I like Jack. As a character he is fairly strange when we are first introduced but in a way he grows on you. He is determined and you soon understand all his peculiarities which makes you admire him a little bit. The same is almost true for Mike and Marcus, with less to understand you still get to know them through their stories and how their lives have shaped who they have become and what impact that has had on how they see themselves and their relationship to their family.
Hussey’s writing style is marvellous, it doesn’t seem extra grand or very special all the time, but there are moments where you admire how everything clicks in place, and everything has its place in the story. There are other times it is almost profound in how it alludes to the future and it gives a sense of foretelling in a way, but more often than not it is profound and cleverly placed in the story. Hussey uses his words well and everything has a point, each word has a job to do, to tell us about relationships, about futures, and about who these characters are.
Hussey has a talent in being able to capture the scene with great storytelling and you are able to picture the actions and feel the emotions really well, whether they are good, bad, or somewhere in-between. He is a master in showing not telling as information is given to us in the story and in style, not just because the reader should know but because it makes sense. Things don’t need to be addressed directly if you pay attention to what Hussey is trying to tell us through his characters and through his narrative. The answers to questions may not even be given for another chapter or until the last pages and only when it is necessary. Hussey gives the reader a story in its entirety but it is also not a story the reader is being told exactly, we are onlookers in a way. What I liked was that there weren’t moments where the story stopped to explain the missing time or other facts, instead this information is drawn out slowly; through conversation, thoughts, casual references, and by the end you know the whole story and you finish reading satisfied.
If you don’t love this book for the story, and you really do after awhile, you can’t help but admire the skill in the writing. The way Hussey has constructed this story makes you ask questions, fills in answers to other questions you didn’t know you wanted answers to and you get caught up in the smooth style and the captivating characters. We are given three points of view interchanging throughout; Jack and Mick are third person, while Marcus is given first person point of view. It is interesting why Hussey has done it this way; certainly Marcus offers more of an emotional aspect than the others. He is definitely meant to be the odd one out, even if he is still similar to his brother and father.
This is certainly a story that makes you pity Jack, and even the boys to an extent and you yearn for things to have gone differently for Jack. Though even after seeing what he has done in his life you actually don’t blame him in a strange way, he was created by his mother’s absence nature and he wasn’t able to cope, making him unable to find comfort and relief in himself or others. This is his downfall and while you are sad for him as you read his story, it isn’t until the end that you really pity him.
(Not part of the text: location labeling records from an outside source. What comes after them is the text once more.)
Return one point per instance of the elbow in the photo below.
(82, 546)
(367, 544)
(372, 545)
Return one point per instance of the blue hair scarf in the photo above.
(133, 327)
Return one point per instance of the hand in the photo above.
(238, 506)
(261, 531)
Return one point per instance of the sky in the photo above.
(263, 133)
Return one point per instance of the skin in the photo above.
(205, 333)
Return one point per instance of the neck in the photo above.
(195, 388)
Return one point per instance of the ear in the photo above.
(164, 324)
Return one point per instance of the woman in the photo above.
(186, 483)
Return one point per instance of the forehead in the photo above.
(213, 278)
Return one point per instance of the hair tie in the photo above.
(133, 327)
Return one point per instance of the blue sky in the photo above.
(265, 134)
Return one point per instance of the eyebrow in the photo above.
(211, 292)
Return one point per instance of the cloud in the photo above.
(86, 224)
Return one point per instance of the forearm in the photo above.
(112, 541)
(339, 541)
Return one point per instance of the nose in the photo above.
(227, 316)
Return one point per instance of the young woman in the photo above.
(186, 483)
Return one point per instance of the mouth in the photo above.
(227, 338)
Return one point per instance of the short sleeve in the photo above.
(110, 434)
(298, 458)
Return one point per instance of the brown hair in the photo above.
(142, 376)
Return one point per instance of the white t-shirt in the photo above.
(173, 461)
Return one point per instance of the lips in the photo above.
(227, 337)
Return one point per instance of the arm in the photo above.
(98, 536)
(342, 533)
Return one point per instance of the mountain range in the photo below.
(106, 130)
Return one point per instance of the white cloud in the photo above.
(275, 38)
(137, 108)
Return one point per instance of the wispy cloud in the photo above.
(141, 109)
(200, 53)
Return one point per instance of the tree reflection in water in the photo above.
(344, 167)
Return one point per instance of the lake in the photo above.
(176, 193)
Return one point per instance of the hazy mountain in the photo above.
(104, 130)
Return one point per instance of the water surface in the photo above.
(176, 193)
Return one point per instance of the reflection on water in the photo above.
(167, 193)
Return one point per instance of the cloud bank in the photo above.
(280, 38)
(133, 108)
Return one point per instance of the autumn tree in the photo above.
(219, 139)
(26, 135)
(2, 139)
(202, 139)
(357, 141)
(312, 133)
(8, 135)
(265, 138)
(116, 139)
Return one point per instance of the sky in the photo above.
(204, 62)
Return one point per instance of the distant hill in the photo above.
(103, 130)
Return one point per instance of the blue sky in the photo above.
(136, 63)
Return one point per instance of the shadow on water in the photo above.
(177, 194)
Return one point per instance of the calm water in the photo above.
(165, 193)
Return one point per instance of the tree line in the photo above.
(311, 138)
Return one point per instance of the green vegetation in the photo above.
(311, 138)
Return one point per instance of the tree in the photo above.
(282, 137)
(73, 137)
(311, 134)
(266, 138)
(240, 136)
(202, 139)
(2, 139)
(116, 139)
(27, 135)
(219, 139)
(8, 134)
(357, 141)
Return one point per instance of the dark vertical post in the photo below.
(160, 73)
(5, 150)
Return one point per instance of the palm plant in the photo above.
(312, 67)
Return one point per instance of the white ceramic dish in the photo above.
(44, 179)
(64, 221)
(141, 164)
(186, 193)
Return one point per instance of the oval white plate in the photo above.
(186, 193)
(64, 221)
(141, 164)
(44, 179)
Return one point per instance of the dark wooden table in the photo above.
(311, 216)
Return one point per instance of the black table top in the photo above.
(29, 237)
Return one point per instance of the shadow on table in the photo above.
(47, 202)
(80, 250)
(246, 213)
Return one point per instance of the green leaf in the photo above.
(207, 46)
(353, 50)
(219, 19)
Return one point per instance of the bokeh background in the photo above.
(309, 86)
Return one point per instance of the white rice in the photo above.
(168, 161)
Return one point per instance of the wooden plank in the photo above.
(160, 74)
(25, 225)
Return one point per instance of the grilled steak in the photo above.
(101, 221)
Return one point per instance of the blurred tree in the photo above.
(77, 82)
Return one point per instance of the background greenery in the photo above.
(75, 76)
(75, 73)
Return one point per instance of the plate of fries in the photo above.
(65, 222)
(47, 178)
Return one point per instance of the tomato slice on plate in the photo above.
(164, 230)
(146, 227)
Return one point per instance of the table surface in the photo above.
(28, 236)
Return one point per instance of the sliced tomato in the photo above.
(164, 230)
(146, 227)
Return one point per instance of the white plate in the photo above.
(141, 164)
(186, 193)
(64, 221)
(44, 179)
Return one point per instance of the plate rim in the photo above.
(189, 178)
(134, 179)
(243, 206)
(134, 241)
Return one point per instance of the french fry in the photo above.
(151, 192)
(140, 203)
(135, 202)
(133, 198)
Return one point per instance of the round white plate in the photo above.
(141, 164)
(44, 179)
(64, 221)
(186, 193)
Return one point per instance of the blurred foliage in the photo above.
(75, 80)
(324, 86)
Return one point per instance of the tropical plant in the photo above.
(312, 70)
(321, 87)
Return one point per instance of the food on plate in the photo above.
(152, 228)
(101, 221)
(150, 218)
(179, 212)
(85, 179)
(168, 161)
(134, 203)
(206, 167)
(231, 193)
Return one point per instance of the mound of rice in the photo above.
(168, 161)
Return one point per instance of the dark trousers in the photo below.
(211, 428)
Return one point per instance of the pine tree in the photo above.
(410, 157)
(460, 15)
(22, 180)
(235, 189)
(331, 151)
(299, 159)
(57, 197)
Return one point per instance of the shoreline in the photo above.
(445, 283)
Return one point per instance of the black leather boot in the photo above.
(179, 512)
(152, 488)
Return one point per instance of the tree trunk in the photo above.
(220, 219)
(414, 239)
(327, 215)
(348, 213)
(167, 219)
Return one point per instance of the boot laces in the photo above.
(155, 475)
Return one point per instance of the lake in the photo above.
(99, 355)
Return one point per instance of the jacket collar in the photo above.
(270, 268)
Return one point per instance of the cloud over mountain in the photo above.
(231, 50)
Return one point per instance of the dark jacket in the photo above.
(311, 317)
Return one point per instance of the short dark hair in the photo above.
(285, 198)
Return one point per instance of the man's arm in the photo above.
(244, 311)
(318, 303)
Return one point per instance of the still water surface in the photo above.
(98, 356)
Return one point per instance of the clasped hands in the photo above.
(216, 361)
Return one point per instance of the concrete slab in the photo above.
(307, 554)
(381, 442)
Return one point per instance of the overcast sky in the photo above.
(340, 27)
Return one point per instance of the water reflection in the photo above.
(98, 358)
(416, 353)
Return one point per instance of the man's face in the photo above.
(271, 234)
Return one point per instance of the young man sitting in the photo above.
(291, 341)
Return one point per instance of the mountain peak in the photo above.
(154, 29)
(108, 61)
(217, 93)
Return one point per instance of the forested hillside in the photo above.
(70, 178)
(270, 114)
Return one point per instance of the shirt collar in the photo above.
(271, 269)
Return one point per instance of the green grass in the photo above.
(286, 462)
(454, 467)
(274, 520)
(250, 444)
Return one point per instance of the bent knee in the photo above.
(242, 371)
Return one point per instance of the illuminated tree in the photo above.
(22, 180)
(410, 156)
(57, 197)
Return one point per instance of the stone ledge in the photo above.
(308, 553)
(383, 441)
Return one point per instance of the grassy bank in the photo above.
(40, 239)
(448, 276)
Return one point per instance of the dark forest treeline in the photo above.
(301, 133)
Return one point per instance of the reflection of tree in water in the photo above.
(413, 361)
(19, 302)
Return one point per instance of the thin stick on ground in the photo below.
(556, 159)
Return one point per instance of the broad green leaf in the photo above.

With a narrative that keeps you hooked and a variety of characters who fill their roles so perfectly, there is little to not like about this book. While being a crime novel there isn’t actually a lot of crime, and what there is isn’t over the top or gory. It is real and practical, and only adds to the rest of the story and its characters. Hussey manages to make you root for these characters, admire them, and he makes the crime world nice somehow and makes you feel compassion and see the good guy in those who most likely don’t deserve it. It is a wonderful and captivating read.